谷川俊太郎の詩が、意外に哲学的なことを知りました・・・【情熱的読書人間のないしょ話(2750)】
秋の万葉植物観察会に参加しました。万葉集に登場する植物の前で、リーダーの柳沢朝江さんが説明後、万葉集の和歌を読み上げ、皆が唱和します。例えば、コナラ(写真1)の場合は、「下つ毛野 みかもの山の こ楢のす まぐはし子ろは 誰(た)が笥(け)か持たむ――東歌」(栃木県下都賀郡藤岡町の三毳山のコナラのように美しい娘は、誰の食器を持つのだろう<誰のお嫁さんになるのだろう>)といった具合です。クリ(写真2)、ムクロジ(写真3、4)、ヒマラヤスギ(写真5、6)、トチノキ(写真7)、タブノキ(写真8)、クサギ(写真9)、ヤブコウジ(写真10)、アキニレ(写真11)、オギ(写真12)、セリ(写真13)、ツクバトリカブト(写真14)、シロヨメナ(写真15)、ミツマタ(写真16)を観察しました。メンバーの紺野竹夫さんが撮影したムラサキシジミの雌(写真17)の写真をデジカメで写させてもらいました。ちょっぴり万葉人気分が味わえた半日でした。因みに、本日の歩数は15,401でした。
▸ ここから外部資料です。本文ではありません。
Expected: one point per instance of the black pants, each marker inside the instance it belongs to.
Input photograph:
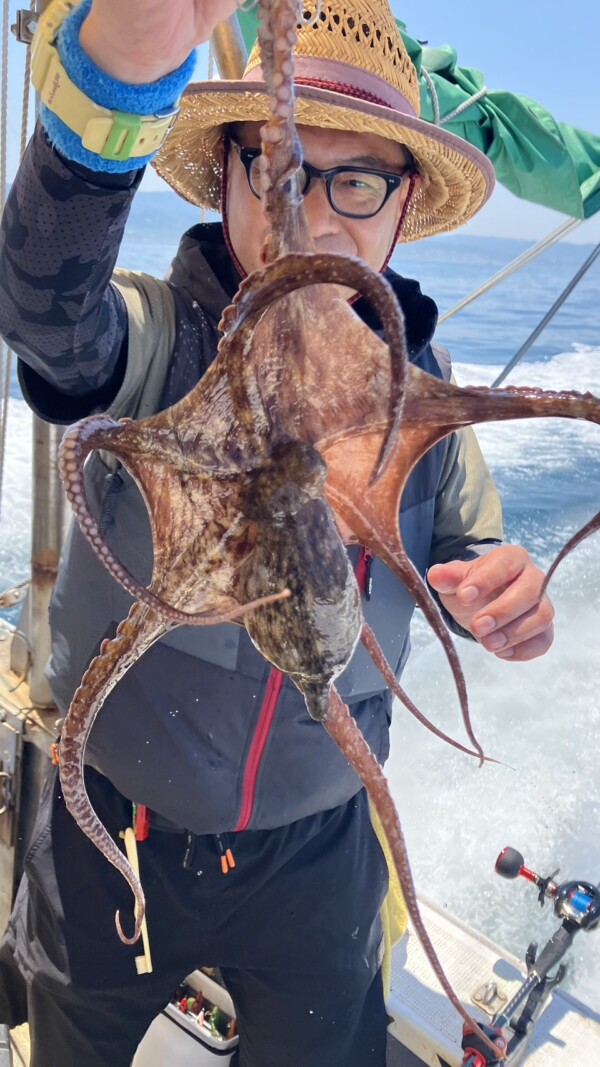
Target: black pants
(295, 929)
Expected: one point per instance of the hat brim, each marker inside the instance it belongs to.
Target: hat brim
(456, 178)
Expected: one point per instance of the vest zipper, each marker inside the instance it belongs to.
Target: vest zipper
(274, 684)
(362, 573)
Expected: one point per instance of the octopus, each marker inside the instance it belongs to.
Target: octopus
(250, 478)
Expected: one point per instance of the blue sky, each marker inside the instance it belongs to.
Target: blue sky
(542, 48)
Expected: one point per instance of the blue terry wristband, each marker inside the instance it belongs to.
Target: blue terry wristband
(108, 93)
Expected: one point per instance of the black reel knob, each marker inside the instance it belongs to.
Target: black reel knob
(509, 862)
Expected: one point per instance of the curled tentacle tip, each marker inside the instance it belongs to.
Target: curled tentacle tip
(137, 929)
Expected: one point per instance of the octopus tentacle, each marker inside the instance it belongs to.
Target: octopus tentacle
(75, 448)
(373, 647)
(590, 527)
(295, 271)
(393, 555)
(133, 635)
(344, 731)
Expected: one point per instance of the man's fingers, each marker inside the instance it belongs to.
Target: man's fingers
(535, 647)
(531, 624)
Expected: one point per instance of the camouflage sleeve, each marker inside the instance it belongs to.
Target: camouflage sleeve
(60, 237)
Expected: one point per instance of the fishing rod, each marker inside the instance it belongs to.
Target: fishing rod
(577, 904)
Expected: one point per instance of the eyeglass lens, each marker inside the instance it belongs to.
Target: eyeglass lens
(358, 193)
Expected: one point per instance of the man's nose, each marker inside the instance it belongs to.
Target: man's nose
(320, 216)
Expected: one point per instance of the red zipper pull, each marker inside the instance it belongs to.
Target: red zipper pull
(368, 575)
(227, 861)
(141, 822)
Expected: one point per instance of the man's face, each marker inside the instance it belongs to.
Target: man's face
(369, 239)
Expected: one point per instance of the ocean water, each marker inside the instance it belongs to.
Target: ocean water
(541, 719)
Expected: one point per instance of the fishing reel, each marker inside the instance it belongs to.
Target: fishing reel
(574, 902)
(577, 904)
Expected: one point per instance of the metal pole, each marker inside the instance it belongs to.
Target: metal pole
(525, 257)
(48, 520)
(229, 48)
(547, 318)
(48, 511)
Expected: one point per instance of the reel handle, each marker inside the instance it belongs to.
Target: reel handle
(509, 863)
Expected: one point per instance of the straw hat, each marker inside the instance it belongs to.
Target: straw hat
(352, 73)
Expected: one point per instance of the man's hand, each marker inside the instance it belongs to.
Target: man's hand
(141, 41)
(496, 598)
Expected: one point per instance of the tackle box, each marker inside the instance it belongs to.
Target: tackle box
(201, 1035)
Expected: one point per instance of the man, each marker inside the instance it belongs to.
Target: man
(194, 730)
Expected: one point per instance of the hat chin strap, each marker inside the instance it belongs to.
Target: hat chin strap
(243, 273)
(225, 222)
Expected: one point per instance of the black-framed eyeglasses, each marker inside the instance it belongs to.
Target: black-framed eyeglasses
(356, 192)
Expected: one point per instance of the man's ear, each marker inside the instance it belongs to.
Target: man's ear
(220, 148)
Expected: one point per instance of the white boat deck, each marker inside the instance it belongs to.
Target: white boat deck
(425, 1021)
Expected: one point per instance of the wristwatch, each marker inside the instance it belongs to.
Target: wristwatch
(112, 134)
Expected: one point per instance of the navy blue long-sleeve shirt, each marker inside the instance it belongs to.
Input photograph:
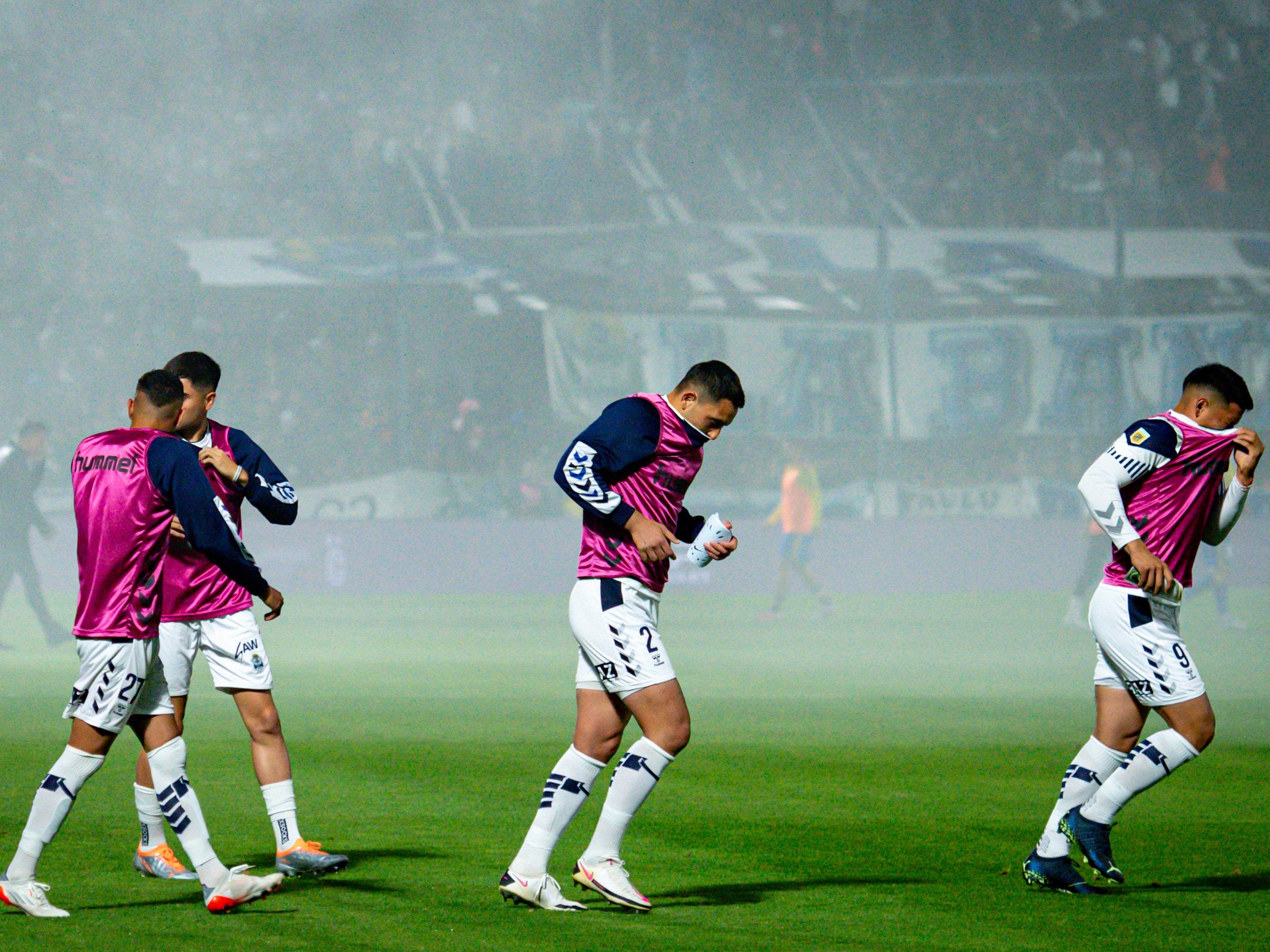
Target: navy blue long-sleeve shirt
(621, 438)
(267, 488)
(174, 469)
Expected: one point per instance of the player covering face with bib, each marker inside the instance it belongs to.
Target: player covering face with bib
(206, 610)
(1157, 493)
(127, 487)
(629, 471)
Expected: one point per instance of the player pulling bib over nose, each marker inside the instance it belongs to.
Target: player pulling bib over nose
(629, 471)
(1157, 493)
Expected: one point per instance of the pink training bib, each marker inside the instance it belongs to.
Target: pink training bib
(656, 489)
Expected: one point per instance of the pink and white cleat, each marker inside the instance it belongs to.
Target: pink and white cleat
(609, 878)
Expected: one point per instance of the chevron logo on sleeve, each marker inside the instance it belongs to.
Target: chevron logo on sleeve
(1105, 518)
(578, 471)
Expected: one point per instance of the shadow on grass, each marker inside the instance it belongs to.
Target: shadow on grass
(337, 881)
(735, 894)
(1235, 883)
(192, 898)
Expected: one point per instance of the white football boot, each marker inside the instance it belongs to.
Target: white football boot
(609, 878)
(29, 898)
(238, 890)
(540, 892)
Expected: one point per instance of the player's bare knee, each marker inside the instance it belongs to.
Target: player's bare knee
(1202, 734)
(265, 725)
(674, 738)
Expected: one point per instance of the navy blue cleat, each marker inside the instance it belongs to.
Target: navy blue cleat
(1058, 874)
(1094, 841)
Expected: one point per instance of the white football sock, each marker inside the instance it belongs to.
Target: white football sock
(180, 805)
(1150, 762)
(150, 817)
(1092, 767)
(49, 810)
(563, 795)
(280, 802)
(633, 781)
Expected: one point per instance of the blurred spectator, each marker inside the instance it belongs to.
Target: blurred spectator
(1081, 182)
(799, 517)
(22, 469)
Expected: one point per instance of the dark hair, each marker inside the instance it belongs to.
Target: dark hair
(162, 388)
(1222, 381)
(199, 369)
(717, 380)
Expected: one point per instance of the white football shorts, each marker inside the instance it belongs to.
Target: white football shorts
(1141, 648)
(619, 649)
(120, 678)
(232, 645)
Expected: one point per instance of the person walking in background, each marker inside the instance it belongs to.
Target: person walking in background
(22, 469)
(799, 515)
(1089, 577)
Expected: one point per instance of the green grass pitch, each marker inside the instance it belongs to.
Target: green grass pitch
(867, 782)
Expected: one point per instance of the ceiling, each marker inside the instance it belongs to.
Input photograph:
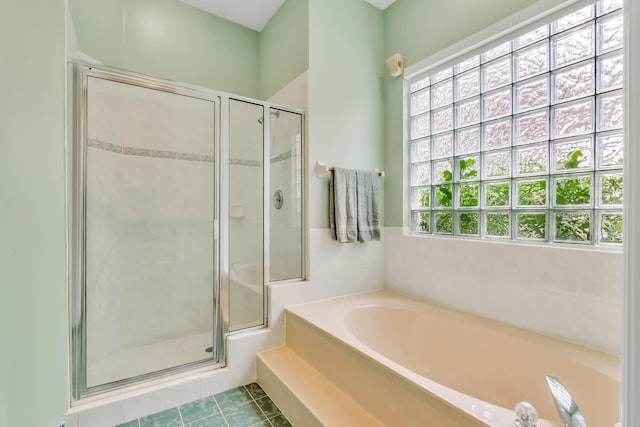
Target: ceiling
(253, 13)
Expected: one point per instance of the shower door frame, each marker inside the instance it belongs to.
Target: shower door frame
(79, 74)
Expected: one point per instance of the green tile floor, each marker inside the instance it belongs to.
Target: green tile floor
(246, 406)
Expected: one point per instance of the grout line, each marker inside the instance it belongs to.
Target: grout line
(180, 415)
(256, 402)
(220, 410)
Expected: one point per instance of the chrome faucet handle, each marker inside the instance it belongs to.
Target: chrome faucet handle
(526, 414)
(567, 407)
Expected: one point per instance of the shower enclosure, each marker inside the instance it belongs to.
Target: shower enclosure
(174, 227)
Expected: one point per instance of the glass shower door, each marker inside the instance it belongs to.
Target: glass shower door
(149, 278)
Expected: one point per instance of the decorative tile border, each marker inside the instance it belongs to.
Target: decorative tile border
(147, 152)
(245, 162)
(282, 156)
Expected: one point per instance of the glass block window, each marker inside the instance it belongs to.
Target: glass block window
(524, 141)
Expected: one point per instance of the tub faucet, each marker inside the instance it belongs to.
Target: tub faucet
(526, 414)
(567, 407)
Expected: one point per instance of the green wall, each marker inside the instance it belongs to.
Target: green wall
(284, 47)
(33, 309)
(169, 39)
(417, 29)
(346, 69)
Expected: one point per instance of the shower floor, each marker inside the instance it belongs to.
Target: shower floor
(149, 358)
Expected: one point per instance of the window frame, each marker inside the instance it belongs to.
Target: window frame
(492, 37)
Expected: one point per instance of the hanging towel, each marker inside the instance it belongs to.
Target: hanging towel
(368, 206)
(343, 205)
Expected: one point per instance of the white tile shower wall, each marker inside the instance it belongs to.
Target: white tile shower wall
(570, 293)
(336, 269)
(139, 206)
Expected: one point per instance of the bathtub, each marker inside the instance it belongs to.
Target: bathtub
(477, 366)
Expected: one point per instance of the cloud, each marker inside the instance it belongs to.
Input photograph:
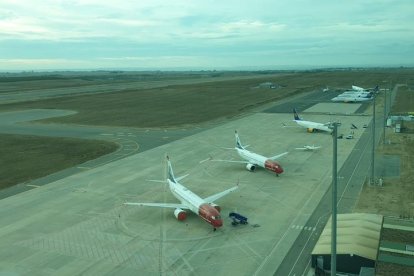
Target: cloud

閑話休題、『となりの谷川俊太郎』(谷川俊太郎著、田原編、ポエムピース)で、とりわけ印象的なのは、谷川俊太郎の「大小」、「肩」、「死と炎」、「からだはいれもの」、「うつろとからっぽ」、「老いて一日は」――の6つの詩です。
●大小
「小さな戦争やむをえぬ 大きな戦争防ぐため 小さな不自由やむをえぬ 大きな自由守るため 一人死ぬのはやむをえぬ 千人死ぬのを防ぐため 千人死ぬのもやむをえぬ ひとつの国を守るため 大は小をかねるとさ 量は質をかねるとさ」。
●肩
「あなたの暖かいスエタアの 肩にもたれて 私は何も言わない あなたは何も言わない かくも美しく歌い出される モーツァルト 室の外で木々は葉を散らす 私はいつ死ぬのか 肌のぬくみだけで心は要らない そう思ったとき ふりむいてあなたがじっと 私をみつめているのに気づく」。
●死と炎
「かわりにしんでくれるひとがいないので わたしはじぶんでしなねばならない だれのほねでもない わたしはわたしのほねになる かなしみ かわのながれ ひとびとのおしゃべり あさつゆにぬれたくものす そのどれひとつとして わたしはたずさえてゆくことができない せめてすきなうただけは きこえていてはくれぬだろうか わたしのほねのみみに」。
●からだはいれもの
「からだはいれもの こころのいれもの いつかこわれて土にかえる 死ねばからだは役目を終える 夏のセミのぬけがらのように からだはこころを守っている こころはからだをいつくしむ 摘んだ花はすぐにしおれる 摘まずに見つめる花は長生き からだがほしいと思うものと こころがなりたいと願うもの ふたつはときにぶつかり合う 火と水のように」。
●うつろとからっぽ
「心がうつろなとき 心の中は空き家です 埃だらけクモの巣だらけ 捨てられた包丁が錆びついている 心がからっぽなとき 心の中は草原です 抜けるような青空の下 はるばると地平線まで見渡せて うつろとからっぽ 似ているようで違います 心という入れものは伸縮自在 空虚だったり空だったり 無だったり無限だったり」。
●老いて一日は
「老いて 一日は 旅 朝から 昼へ 己れに 躓き 昼から 夕へ 散らばる 心 幻の 明日の 星影」。
谷川の詩が、意外に哲学的なことを知りました。